La nouvelle orientation de la politique étrangère russe

MOSCOU – Des soldats de l’Otan défilant lors des commémorations du 8 mai 1945 sur la Place rouge, Moscou acceptant une solution de compromis dans le conflit territorial l’opposant à la Norvège depuis 40 ans, le Premier ministre Vladimir Poutine s’agenouillant devant le mémorial de Katyn, lieu du massacre de milliers d'officiers polonais par la police politique de Staline : autant d’aperçus d’une Russie qu’un journal européen a qualifié de plus affable et accommodante. Mais trois questions viennent immédiatement à l’esprit : Ce changement est-il réel ? Pourquoi intervient-il ? Et comment répondre à la nouvelle politique étrangère de la Russie ?

Dans le cas actuel, les apparences ne sont pas trompeuses. L’attitude de la Russie, en particulier à l’égard des Etats-Unis, a commencé à changer dans le courant de l’année dernière, mais c’est le soutien du Kremlin à une quatrième résolution du Conseil de sécurité des Nations unies sur des sanctions contre l’Iran qui a prouvé qu’aujourd’hui, la Russie entend donner une nouvelle orientation à sa politique étrangère. Les concessions territoriales faites par la Russie dans l’Arctique, l’enjeu du différent qui l’opposait à la Norvège, étaient également un  geste significatif.

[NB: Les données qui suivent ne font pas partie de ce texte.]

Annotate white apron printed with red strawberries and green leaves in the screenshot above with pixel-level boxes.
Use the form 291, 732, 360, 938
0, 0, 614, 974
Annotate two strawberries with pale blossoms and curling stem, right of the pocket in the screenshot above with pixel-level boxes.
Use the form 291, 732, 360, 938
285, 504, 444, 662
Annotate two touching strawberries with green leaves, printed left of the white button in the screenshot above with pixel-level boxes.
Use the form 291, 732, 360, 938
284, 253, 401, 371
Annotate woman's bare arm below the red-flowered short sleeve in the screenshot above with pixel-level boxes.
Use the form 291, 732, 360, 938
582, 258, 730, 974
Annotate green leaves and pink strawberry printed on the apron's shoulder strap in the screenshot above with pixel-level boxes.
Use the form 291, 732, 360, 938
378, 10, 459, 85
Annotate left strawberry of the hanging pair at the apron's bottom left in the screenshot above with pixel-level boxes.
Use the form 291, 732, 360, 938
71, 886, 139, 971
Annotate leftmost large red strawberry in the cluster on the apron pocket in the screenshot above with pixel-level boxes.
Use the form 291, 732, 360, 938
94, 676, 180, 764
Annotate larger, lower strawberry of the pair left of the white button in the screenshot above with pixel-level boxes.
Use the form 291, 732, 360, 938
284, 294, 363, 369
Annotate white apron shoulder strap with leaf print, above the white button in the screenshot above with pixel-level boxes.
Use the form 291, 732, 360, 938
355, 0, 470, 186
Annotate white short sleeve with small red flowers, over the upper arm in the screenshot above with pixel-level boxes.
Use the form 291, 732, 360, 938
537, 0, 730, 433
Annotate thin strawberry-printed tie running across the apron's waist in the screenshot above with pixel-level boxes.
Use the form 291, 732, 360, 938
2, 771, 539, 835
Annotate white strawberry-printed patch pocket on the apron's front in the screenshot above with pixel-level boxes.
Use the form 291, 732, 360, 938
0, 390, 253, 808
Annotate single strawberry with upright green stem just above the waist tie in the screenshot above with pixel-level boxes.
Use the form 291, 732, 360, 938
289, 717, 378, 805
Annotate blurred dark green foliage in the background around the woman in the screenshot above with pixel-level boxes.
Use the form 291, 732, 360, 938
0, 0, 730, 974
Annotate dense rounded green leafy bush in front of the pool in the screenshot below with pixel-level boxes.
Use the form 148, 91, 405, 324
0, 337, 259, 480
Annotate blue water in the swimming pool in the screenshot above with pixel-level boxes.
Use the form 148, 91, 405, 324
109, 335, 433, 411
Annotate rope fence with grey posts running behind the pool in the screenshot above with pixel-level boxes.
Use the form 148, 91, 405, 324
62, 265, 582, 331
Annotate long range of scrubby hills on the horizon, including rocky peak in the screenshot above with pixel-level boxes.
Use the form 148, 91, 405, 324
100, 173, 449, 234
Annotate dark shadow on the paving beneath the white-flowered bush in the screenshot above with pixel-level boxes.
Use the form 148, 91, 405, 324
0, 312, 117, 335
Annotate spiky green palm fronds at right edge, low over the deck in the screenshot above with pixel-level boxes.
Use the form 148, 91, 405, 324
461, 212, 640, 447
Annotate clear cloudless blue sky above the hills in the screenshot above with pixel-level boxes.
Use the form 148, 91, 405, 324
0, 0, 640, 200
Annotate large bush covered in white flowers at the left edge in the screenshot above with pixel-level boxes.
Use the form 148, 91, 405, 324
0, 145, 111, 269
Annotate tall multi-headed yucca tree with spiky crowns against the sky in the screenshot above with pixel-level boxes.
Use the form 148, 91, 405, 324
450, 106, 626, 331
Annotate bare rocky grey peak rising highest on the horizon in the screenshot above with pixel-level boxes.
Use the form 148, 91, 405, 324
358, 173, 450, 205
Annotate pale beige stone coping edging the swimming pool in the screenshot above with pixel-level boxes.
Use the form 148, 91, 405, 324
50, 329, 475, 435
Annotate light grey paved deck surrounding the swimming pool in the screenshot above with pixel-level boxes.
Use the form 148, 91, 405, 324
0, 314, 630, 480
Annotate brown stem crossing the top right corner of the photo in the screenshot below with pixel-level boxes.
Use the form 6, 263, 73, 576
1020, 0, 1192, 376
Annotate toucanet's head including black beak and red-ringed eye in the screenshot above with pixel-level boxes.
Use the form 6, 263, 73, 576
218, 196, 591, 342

La visite de Poutine à Katyn en avril en compagnie de son homologue polonais Donald Tusk était bien sûr avant tout symbolique. Mais des discussions sérieuses avaient été entamées par les deux dirigeants en septembre dernier lors de la visite de Poutine à Gdansk pour commémorer le 70e anniversaire du début de la Seconde guerre mondiale. Et trois jours après l’agenouillement symbolique de Poutine, les experts russes se sont empressés de déterminer les causes de l’accident d’avion dans lequel ont péri le président polonais Lech Kaczynski et de nombreux hauts responsables polonais, tandis que les autorités russes rendaient hommage aux victimes.